Analisa

Menyingkap Fajar Sejarah Indonesia

Nusantarakini.com, Jakarta – 

Kegiatan penelitian arkeologi prasejarah yang dilakukan oleh penelitian dan pengembangan arkeologi Nasional di Gua Harimau, Sumatera Selatan, diterbitkan surat kabar Kompas edisi 29 Oktober 2010 pada rubrik Fokus.

Dari kegiatan ekskavasi di lantai gua, tim peneliti menemukan belasan rangka manusia. Berdasarkan hasil identifikasi ahli Paleoantropologi dan Balai Penelitian dan Pelestarian Situs Purbakala Sangiran, menunjukkan bahwa manusia prasejarah yang terkubur di Gua Harimau adalah Ras Mongoloid.
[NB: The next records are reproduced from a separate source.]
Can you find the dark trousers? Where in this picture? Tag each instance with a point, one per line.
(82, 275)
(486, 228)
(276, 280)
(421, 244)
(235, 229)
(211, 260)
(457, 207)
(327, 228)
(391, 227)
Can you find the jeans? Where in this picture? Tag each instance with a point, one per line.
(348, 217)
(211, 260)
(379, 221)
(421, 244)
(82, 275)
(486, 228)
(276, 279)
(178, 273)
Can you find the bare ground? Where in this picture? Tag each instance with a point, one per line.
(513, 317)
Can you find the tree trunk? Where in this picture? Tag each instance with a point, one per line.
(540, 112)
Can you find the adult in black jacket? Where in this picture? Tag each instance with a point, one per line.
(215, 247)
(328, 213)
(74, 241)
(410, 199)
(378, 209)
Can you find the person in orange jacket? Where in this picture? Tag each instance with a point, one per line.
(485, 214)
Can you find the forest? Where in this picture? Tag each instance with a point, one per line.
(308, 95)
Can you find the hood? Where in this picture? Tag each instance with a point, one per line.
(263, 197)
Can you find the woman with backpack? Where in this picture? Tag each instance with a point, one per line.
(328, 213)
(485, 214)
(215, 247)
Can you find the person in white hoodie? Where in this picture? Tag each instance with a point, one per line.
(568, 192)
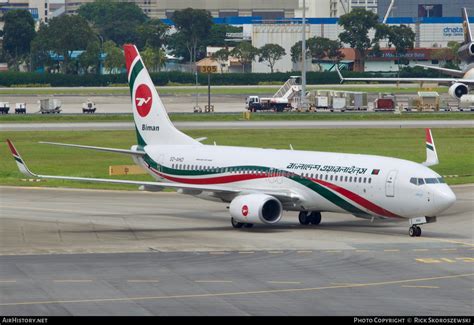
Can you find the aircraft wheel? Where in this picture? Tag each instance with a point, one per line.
(236, 224)
(303, 218)
(315, 218)
(418, 231)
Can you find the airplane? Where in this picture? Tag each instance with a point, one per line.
(463, 80)
(259, 184)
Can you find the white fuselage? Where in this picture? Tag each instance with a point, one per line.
(364, 185)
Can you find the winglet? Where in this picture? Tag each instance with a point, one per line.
(431, 154)
(466, 26)
(339, 73)
(19, 161)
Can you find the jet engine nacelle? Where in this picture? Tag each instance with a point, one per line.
(466, 52)
(256, 208)
(458, 90)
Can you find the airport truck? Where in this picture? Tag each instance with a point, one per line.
(280, 101)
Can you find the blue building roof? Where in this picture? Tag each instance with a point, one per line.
(246, 20)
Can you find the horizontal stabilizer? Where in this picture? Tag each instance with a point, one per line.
(124, 151)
Para ahli arkeologi prasejarah sepakat, bahwa kehadiran Ras Mongoloid yang tiba di Sumatera pada 4000-3500 SM dan menandai awal keberadaan nenek moyang bangsa ini.

Jadi, leluhur bangsa Indonesia sekarang adalah dari persebaran manusia prasejarah dari Tiongkok ke Sumatera. Mereka mengembara dari Yunan, wilayah barat daya Tiongkok menuju ke Vietnam. Selanjutnya melalui Muangthai ke Semenanjung Melayu. Kemudian menyeberangi Selat Malaka sampai ke Sumatera, lalu menyebar ke pulau-pulau lain di Indonesia.

Ada dua gelombang kedatangan Ras Mongoloid dari Tiongkok ke Indonesia. Gelombang pertama disebut Proto Melayu (melayu tua); dan gelombang kedua disebut Deutro Melayu (melayu muda).

Ras Melayu merupakan bagian dari ras Mongoloid. Mereka disebut Malayan Mongoloid. Dengan demikian sangatlah logis kalau dikatakan manusia purba Ras Mongoloid yang ditemukan di Gua Harimau di Sumatera Selatan adalah nenek moyang bangsa Indonesia.

Gelombang migrasi Ras Melayu Tua ke Indonesia sekitar 4000-3000 SM diidentifikasi dengan sebagai yang memperkenalkan perkakas dan senjata besi ke dunia termasuk kepulauan Indonesia. Sedangkan Ras Deutro Melayu (Melayu Muda) ke Indonesia terjadi antara tahun 300-200 SM.

Sejarawan Bernhard H.M Vlekke berkomentar dalam buku “Nusantara Sejarah Indonesia,” bahwa melayu tua maupun ras melayu muda termasuk satu kelompok rasial kultural yang sama dan cocok disebut orang Indonesia. Selaras dengan pandangan Hindia belanda mengenai penggolongan penduduk di zaman kolonial Hindia Belanda.

Pada waktu pemerintahan kolonial Hindia Belanda, pemerintah membuat artikel 163 (SI) Indiesche Staatsregeling, membagi golongan penduduk menjadi tiga golongan.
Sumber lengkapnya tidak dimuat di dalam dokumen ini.